La croissance de Mistral et l’optimisme qu’elle suscite ne doit pas cependant devenir le mirage dans le désert. Reste que les chiffres relativisent l’enthousiasme. Face à OpenAI (500 milliards de dollars de valorisation), Anthropic (183 milliards) ou Google DeepMind, Mistral reste un acteur de niche. L’écueil serait de céder à l’illusion d’un « champion français » capable de rivaliser seul.
- En effet, le président de la République, Emmanuel Macron voit en Mistral IA l’alpha et l’omega de la souveraineté numérique française, appelant ainsi français et européens à délaisser Chat Gpt pour le Chat :
- « Tous ceux qui ont ChatGPT, je leur conseille de télécharger Le Chat. C’est français et européen ».
- Le précédent Dailymotion, freiné par l’État au nom de l’indépendance, rappelle combien la politisation peut brider l’innovation
- D’ailleurs, ni Arthur Mensch (co-fondateur de Mistral AI) ni Christophe Fouquet (CEO d’ASML) n’ont mis en avant la souveraineté comme motivation première.
- Pour ASML, l’IA est aussi un outil interne pour accélérer sa R&D ; pour Mistral, un levier de croissance et de crédibilité.
- C’est pourtant bien sur le terrain de la souveraineté que l’opération prend une dimension stratégique, comme le rappelle Daniel Mügge professeur de Sciences Politiques à l’Université d’Amsterdam.
- L’IA irrigue désormais des infrastructures critiques (paiements, énergie, défense).
- Laisser ce domaine clé dépendre exclusivement de financements et de technologies américaines serait un risque pour l’Europe.
- En s’adossant à un acteur industriel continental, Mistral montre qu’une autre voie est possible.

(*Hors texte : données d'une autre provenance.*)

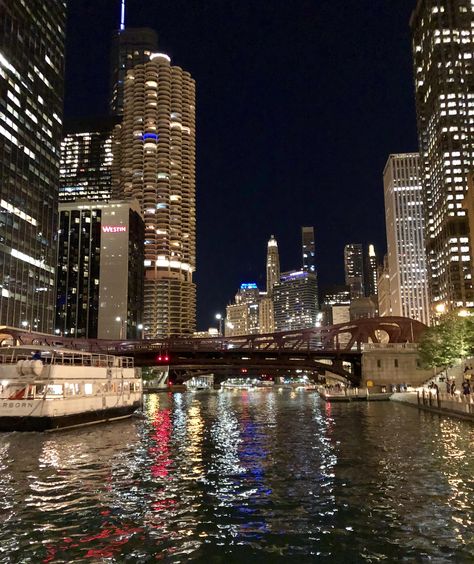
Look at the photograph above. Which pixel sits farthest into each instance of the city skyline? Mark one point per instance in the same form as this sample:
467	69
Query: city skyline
241	193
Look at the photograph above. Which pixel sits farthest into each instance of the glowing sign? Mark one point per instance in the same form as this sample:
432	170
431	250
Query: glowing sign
250	286
114	229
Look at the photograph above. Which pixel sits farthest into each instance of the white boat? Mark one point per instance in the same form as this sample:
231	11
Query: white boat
47	388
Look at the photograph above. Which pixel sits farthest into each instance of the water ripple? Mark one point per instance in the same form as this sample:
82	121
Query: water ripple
242	477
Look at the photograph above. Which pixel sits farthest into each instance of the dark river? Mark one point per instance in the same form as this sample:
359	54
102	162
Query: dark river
243	476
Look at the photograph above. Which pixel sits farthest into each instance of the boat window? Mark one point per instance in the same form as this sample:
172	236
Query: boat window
54	390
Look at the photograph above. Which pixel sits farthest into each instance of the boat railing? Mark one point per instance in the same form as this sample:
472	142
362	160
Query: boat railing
69	358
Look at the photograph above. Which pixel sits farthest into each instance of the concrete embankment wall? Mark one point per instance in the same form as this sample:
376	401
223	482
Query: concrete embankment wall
457	406
386	364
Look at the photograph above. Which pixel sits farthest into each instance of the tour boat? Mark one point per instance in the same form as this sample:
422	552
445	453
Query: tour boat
47	388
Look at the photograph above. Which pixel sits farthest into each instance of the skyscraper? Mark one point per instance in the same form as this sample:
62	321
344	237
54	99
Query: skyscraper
354	269
308	247
130	47
86	160
155	163
295	301
31	101
405	226
273	264
443	35
100	269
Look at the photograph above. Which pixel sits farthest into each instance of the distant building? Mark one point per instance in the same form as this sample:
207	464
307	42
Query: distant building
443	65
308	248
295	301
405	226
354	269
362	308
266	315
273	265
335	302
86	160
130	47
370	272
100	270
384	292
242	317
31	108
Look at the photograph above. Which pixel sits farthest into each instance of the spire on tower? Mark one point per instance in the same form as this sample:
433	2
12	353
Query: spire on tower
122	15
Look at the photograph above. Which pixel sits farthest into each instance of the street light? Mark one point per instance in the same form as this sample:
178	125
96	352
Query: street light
219	319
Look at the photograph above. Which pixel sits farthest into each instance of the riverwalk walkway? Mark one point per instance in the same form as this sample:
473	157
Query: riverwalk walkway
456	405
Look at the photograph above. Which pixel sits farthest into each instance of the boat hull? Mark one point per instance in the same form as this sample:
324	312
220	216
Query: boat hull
52	423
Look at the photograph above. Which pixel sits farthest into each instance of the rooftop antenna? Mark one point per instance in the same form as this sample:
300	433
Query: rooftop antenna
122	16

- En somme, l’investissement d’ASML dans Mistral ne garantit pas à lui seul l’autonomie numérique du Vieux Continent, mais il constitue un précédent à même d’inciter d’autres champions européens à suivre cet exemple.

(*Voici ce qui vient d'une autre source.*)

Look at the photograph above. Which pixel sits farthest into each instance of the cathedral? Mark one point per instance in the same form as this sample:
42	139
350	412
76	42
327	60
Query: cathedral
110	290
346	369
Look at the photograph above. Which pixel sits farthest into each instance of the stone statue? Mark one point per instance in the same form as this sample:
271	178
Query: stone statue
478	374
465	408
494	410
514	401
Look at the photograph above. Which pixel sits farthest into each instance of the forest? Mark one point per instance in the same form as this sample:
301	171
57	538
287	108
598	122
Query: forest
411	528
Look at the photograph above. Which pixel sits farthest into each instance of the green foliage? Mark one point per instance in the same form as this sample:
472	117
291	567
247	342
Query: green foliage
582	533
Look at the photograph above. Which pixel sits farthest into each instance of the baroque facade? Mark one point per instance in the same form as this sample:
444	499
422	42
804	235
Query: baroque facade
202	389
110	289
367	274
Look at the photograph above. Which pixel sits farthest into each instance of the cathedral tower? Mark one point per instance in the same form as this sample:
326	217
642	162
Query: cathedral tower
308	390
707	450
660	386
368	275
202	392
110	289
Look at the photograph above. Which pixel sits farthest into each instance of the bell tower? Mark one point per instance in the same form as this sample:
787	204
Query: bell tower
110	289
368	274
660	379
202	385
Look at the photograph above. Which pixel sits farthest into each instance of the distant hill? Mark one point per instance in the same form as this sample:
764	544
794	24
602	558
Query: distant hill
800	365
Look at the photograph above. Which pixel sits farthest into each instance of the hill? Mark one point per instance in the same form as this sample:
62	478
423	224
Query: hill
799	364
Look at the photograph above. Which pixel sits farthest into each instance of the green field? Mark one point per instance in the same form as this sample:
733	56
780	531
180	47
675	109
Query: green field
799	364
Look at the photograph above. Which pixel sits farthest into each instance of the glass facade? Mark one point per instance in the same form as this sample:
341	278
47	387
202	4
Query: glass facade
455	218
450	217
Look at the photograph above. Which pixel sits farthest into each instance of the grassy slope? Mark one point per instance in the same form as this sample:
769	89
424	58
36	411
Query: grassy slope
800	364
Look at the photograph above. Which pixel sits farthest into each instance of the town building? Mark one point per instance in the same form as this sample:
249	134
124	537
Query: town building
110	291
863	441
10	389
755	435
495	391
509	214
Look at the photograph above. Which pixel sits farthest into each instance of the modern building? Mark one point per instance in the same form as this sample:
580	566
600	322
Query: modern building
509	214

- Il est également intéressant de noter que, si la souveraineté est à l’évidence un sujet majeur pour nos industriels européens, elle l’est encore davantage pour les responsables politiques.
Le débat autour de la souveraineté numérique de l’Europe s’inscrit alors profondément dans un rapport de puissance entre industrie, qui cherche avant tout à innover et croitre, et l’État qui cherche à préserver une autonomie stratégique et à garantir la sécurité nationale.